The Financial Services Authority (FSA) has banned and fined Jaspreet Singh Ahuja, a former client adviser at Swiss bank UBS, 150,000 pounds for failing to act with integrity.

The FSA said in a statement on Friday that between January 2006 and the end of January 2008 Ahuja used a pre-existing investment structure to enable an Indian resident customer to breach Indian law in clear contravention of UBS guidelines.

The fine and ban on Ahuja comes with UBS still under the shadow of a $2 billion (1 billion pounds) rogue trading scandal from September.

Ahuja's failings were significant. He exploited his position of trust and repeatedly lied to his compliance department while helping a customer circumvent Indian law, said Tracey McDermott, acting director of enforcement and financial crime at the FSA.

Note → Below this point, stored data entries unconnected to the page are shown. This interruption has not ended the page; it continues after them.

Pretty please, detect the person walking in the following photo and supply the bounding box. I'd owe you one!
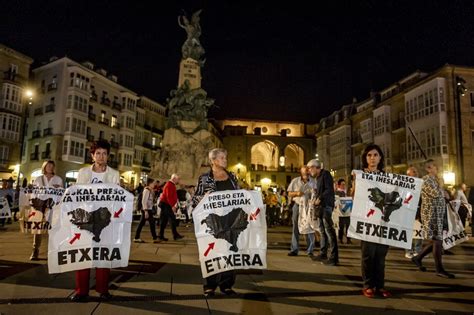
[158,174,183,241]
[287,166,316,257]
[192,148,240,297]
[308,159,338,266]
[411,159,455,279]
[335,178,351,245]
[30,160,63,260]
[71,140,120,302]
[134,178,159,243]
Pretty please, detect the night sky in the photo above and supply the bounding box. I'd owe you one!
[2,0,474,123]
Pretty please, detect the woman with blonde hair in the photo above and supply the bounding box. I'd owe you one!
[30,160,63,260]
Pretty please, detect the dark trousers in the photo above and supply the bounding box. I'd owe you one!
[204,270,236,291]
[159,202,179,238]
[458,205,469,228]
[361,241,389,289]
[267,206,278,226]
[135,210,157,239]
[319,206,338,261]
[338,216,351,242]
[417,239,445,273]
[75,268,110,295]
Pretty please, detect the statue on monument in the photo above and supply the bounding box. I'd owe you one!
[178,9,205,64]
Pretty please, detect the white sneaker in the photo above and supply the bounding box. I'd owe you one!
[405,252,414,259]
[133,238,144,243]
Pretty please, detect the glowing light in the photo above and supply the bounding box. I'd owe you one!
[443,171,455,186]
[261,178,271,185]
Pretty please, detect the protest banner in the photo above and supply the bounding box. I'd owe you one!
[443,200,469,250]
[412,220,423,240]
[0,197,11,219]
[193,189,266,278]
[347,170,423,249]
[338,197,353,217]
[298,198,319,234]
[19,187,65,234]
[48,184,133,274]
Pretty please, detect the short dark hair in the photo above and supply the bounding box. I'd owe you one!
[337,178,345,185]
[90,140,111,154]
[146,178,155,185]
[361,144,385,171]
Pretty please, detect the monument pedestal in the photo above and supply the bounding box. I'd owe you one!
[151,121,221,185]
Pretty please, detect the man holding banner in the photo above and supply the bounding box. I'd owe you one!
[411,159,455,279]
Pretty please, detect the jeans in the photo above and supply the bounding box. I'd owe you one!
[319,206,338,261]
[135,209,157,239]
[290,203,315,254]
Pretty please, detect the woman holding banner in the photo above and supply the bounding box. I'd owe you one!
[352,144,391,298]
[29,160,63,261]
[411,159,455,279]
[71,140,120,302]
[192,148,239,297]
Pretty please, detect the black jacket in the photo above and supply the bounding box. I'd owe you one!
[316,169,335,208]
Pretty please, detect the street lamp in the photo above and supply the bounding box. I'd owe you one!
[455,75,467,183]
[17,89,34,187]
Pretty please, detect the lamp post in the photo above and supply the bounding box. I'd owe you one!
[17,89,33,187]
[455,76,467,183]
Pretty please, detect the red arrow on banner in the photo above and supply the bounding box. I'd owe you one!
[204,242,215,257]
[366,209,376,218]
[404,194,413,204]
[249,208,261,220]
[114,208,123,218]
[28,211,36,218]
[69,233,81,245]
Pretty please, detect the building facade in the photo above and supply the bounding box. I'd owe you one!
[216,119,316,190]
[23,57,165,187]
[0,44,33,180]
[315,65,474,188]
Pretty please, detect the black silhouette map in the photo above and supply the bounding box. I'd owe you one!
[368,187,403,222]
[68,207,111,242]
[201,207,249,252]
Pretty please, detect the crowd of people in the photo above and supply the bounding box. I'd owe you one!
[0,140,472,301]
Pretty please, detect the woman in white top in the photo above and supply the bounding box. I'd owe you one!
[72,140,119,302]
[133,177,158,242]
[30,160,63,260]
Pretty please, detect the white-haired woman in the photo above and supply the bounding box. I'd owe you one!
[192,148,239,297]
[30,160,63,260]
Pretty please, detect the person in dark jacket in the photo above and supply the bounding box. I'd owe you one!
[307,159,338,265]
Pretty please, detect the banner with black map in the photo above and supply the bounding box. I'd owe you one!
[0,197,11,219]
[443,200,469,250]
[19,187,65,234]
[347,170,423,249]
[193,189,267,278]
[48,184,133,274]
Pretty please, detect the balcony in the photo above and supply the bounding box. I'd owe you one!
[144,123,152,131]
[392,119,406,133]
[100,97,111,106]
[142,160,151,168]
[34,107,43,116]
[47,83,57,91]
[32,130,41,138]
[3,70,24,84]
[30,152,39,161]
[90,92,98,102]
[88,112,96,121]
[45,104,55,113]
[99,118,110,126]
[111,122,120,129]
[110,140,119,149]
[41,151,51,159]
[87,134,94,142]
[112,101,122,110]
[151,126,163,135]
[43,127,53,136]
[142,142,153,149]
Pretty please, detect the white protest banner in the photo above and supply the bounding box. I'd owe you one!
[412,220,423,240]
[347,170,423,249]
[443,201,469,250]
[0,197,11,219]
[193,189,266,278]
[48,184,133,274]
[19,187,65,234]
[298,199,319,234]
[338,197,353,217]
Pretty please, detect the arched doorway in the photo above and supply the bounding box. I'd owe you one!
[284,144,304,172]
[251,140,279,171]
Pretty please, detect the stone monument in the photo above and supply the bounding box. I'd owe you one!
[151,9,222,185]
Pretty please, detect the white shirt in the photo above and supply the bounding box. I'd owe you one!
[287,176,316,205]
[33,175,63,188]
[141,187,155,210]
[90,171,105,184]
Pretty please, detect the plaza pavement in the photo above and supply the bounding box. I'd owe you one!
[0,221,473,315]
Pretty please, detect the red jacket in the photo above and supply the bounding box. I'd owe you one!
[160,180,177,207]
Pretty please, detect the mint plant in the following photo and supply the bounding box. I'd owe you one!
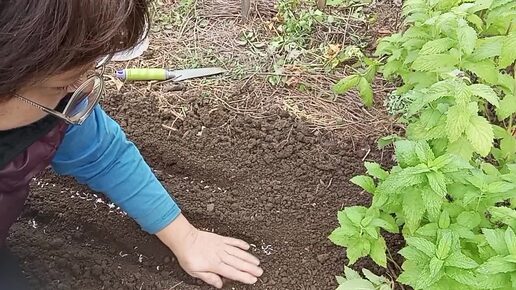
[330,1,516,289]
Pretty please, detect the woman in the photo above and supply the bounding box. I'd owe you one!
[0,1,263,289]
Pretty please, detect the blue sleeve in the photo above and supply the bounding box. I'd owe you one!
[51,105,181,234]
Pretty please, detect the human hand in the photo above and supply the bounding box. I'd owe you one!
[156,214,263,288]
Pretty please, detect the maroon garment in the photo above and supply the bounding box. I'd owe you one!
[0,121,67,247]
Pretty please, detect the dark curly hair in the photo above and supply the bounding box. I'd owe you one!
[0,0,151,100]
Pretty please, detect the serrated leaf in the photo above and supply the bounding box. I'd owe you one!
[457,211,481,229]
[344,266,361,280]
[415,265,444,289]
[470,84,500,107]
[429,154,454,171]
[487,181,515,193]
[362,269,389,286]
[336,279,376,290]
[395,140,420,167]
[419,38,454,55]
[483,228,509,255]
[417,223,439,237]
[454,81,473,105]
[447,137,475,161]
[346,239,371,265]
[497,93,516,120]
[505,227,516,255]
[329,228,355,247]
[403,190,425,233]
[370,237,387,267]
[411,54,459,72]
[345,206,367,226]
[336,275,347,284]
[364,226,379,239]
[399,245,429,262]
[457,19,477,55]
[445,251,479,269]
[446,267,479,286]
[429,256,444,278]
[333,75,360,94]
[438,210,451,229]
[358,77,374,108]
[364,162,389,180]
[466,13,484,30]
[500,31,516,68]
[351,176,376,193]
[427,171,447,197]
[446,104,472,142]
[436,231,453,259]
[477,256,516,274]
[465,116,494,157]
[477,272,512,289]
[470,36,503,61]
[463,59,499,84]
[371,213,399,233]
[422,188,444,220]
[406,237,437,257]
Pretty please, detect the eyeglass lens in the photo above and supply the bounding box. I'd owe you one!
[63,77,103,121]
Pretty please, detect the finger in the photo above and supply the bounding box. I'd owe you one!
[195,272,224,289]
[226,246,261,266]
[217,262,259,285]
[222,252,263,277]
[224,237,250,250]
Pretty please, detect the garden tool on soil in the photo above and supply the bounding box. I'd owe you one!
[115,67,226,81]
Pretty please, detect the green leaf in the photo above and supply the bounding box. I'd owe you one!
[487,181,515,193]
[419,38,454,55]
[362,269,389,286]
[364,162,389,180]
[445,251,479,269]
[463,59,499,85]
[351,176,376,193]
[370,237,387,267]
[364,226,379,239]
[470,36,503,61]
[395,140,420,167]
[358,77,374,108]
[500,31,516,68]
[497,93,516,120]
[477,256,516,274]
[488,207,516,229]
[344,266,361,280]
[446,267,479,287]
[336,279,375,290]
[427,171,447,197]
[465,116,494,157]
[505,227,516,255]
[457,211,481,229]
[346,239,371,265]
[454,81,473,105]
[329,228,355,247]
[429,154,454,171]
[415,141,435,163]
[483,228,509,255]
[438,210,451,229]
[406,237,437,257]
[466,13,484,30]
[371,213,399,233]
[447,137,475,161]
[333,75,360,94]
[422,188,444,221]
[403,190,426,233]
[457,19,477,55]
[411,54,459,72]
[436,231,453,259]
[399,245,429,262]
[470,84,500,107]
[446,104,472,142]
[429,256,445,278]
[417,223,438,237]
[337,211,357,231]
[336,275,347,284]
[345,206,367,226]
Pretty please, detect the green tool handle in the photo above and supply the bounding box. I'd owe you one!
[119,68,174,81]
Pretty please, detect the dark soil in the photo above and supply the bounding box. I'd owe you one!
[8,88,404,290]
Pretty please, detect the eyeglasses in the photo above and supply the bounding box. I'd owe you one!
[15,54,113,125]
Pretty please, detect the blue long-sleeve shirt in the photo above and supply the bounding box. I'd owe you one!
[51,105,181,234]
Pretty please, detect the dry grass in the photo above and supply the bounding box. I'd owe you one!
[104,0,400,139]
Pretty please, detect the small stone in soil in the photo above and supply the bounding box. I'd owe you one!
[207,203,215,212]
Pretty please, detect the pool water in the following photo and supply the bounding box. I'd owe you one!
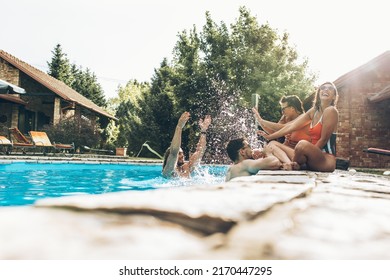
[0,162,227,207]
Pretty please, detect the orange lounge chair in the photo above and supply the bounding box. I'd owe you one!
[29,131,75,154]
[9,127,35,154]
[0,135,12,154]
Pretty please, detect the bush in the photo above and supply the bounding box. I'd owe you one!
[43,117,101,150]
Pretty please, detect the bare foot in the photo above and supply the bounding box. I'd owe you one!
[282,162,300,170]
[282,163,293,170]
[291,162,300,170]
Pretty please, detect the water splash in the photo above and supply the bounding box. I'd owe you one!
[119,165,227,190]
[195,78,264,164]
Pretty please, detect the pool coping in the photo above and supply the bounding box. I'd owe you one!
[1,157,390,259]
[0,155,163,164]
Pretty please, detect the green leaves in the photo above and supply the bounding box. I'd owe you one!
[47,44,74,86]
[71,66,107,108]
[94,7,317,160]
[47,44,107,108]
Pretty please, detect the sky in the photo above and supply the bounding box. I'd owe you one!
[2,0,389,98]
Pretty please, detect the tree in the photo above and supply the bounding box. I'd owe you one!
[148,59,179,153]
[168,7,315,161]
[47,44,107,107]
[71,65,107,107]
[114,6,316,162]
[47,44,74,86]
[113,80,158,155]
[167,7,315,121]
[47,44,109,150]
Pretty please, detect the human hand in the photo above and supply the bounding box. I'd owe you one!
[178,112,190,128]
[252,148,265,159]
[257,130,270,140]
[199,115,211,132]
[252,107,263,122]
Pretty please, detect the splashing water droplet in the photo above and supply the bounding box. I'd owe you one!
[197,78,262,164]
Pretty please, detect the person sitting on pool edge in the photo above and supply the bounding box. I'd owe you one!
[162,111,211,178]
[252,95,311,169]
[257,81,339,172]
[225,137,282,181]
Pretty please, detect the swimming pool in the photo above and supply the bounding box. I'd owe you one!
[0,162,227,207]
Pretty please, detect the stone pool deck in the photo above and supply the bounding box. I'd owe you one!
[0,156,389,259]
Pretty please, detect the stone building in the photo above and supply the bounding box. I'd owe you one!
[0,49,115,136]
[335,51,390,168]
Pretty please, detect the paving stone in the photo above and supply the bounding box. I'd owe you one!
[213,172,390,259]
[36,174,314,235]
[1,164,389,259]
[0,207,214,259]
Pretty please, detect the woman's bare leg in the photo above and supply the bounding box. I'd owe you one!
[293,140,336,172]
[264,141,296,170]
[272,141,295,160]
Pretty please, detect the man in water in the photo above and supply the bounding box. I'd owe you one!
[225,137,282,181]
[162,111,211,178]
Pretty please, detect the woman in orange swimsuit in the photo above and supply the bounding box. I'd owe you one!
[257,82,339,172]
[252,95,311,168]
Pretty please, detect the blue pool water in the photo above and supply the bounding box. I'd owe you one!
[0,162,227,207]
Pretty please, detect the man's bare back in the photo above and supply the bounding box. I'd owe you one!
[225,138,282,181]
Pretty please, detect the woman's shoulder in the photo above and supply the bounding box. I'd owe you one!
[323,106,339,115]
[322,106,339,126]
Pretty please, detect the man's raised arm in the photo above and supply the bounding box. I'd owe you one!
[162,112,190,177]
[188,115,211,171]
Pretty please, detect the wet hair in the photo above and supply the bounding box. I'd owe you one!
[280,95,305,114]
[226,138,245,162]
[162,147,184,169]
[313,81,339,111]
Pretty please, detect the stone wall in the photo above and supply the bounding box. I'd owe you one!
[1,59,21,130]
[0,62,57,128]
[0,58,19,84]
[0,104,13,131]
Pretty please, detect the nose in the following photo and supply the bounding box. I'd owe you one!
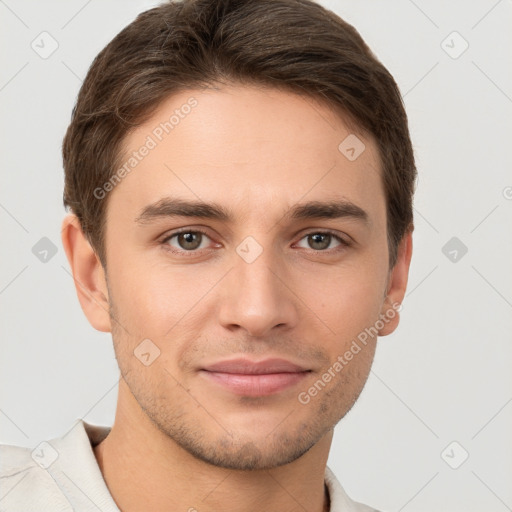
[217,246,299,338]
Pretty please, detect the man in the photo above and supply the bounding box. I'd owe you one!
[0,0,415,510]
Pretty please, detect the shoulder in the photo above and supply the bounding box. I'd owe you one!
[0,442,73,511]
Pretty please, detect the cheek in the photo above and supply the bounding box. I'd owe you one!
[295,260,386,340]
[108,256,221,344]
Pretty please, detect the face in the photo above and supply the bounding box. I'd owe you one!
[101,84,396,470]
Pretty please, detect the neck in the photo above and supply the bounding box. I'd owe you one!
[93,379,333,512]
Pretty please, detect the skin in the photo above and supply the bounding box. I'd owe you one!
[62,84,413,512]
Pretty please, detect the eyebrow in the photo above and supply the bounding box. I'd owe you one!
[134,197,370,227]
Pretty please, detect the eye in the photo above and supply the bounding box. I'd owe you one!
[161,229,214,253]
[160,228,351,256]
[295,231,350,252]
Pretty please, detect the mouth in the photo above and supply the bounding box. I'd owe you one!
[200,357,311,397]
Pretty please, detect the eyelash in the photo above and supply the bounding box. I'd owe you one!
[160,228,352,257]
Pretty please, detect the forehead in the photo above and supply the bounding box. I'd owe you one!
[110,84,385,229]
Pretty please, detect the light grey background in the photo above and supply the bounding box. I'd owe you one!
[1,1,511,511]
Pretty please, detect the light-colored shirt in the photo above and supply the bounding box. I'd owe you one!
[0,419,379,511]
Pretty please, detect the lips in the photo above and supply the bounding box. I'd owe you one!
[200,358,311,397]
[203,357,309,374]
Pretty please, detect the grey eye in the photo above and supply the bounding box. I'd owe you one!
[167,231,209,251]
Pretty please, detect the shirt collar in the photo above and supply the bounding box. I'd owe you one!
[48,419,371,512]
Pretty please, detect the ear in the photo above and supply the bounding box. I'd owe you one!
[378,229,413,336]
[61,213,112,333]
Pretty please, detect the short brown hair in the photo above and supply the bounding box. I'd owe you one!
[62,0,416,270]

This sort of behaviour has no place in the financial services industry.

Ahuja said in a statement that he accepted the FSA's decision.

I am relieved that the FSA recognizes that, by my actions, I did not gain personally, or seek to gain, in any way. I am also relieved that none of my clients suffered any losses, he said.

The FSA has recognized that the relevant investment structure was utilized by UBS prior to my arrival at the bank. The culture at the bank encouraged its wealth managers to take steps to maximize profits for its clients, he added.

I recognize that this culture affected my better judgment for a short period and over rode my responsibility to raise concerns. I sincerely regret that I failed to do so.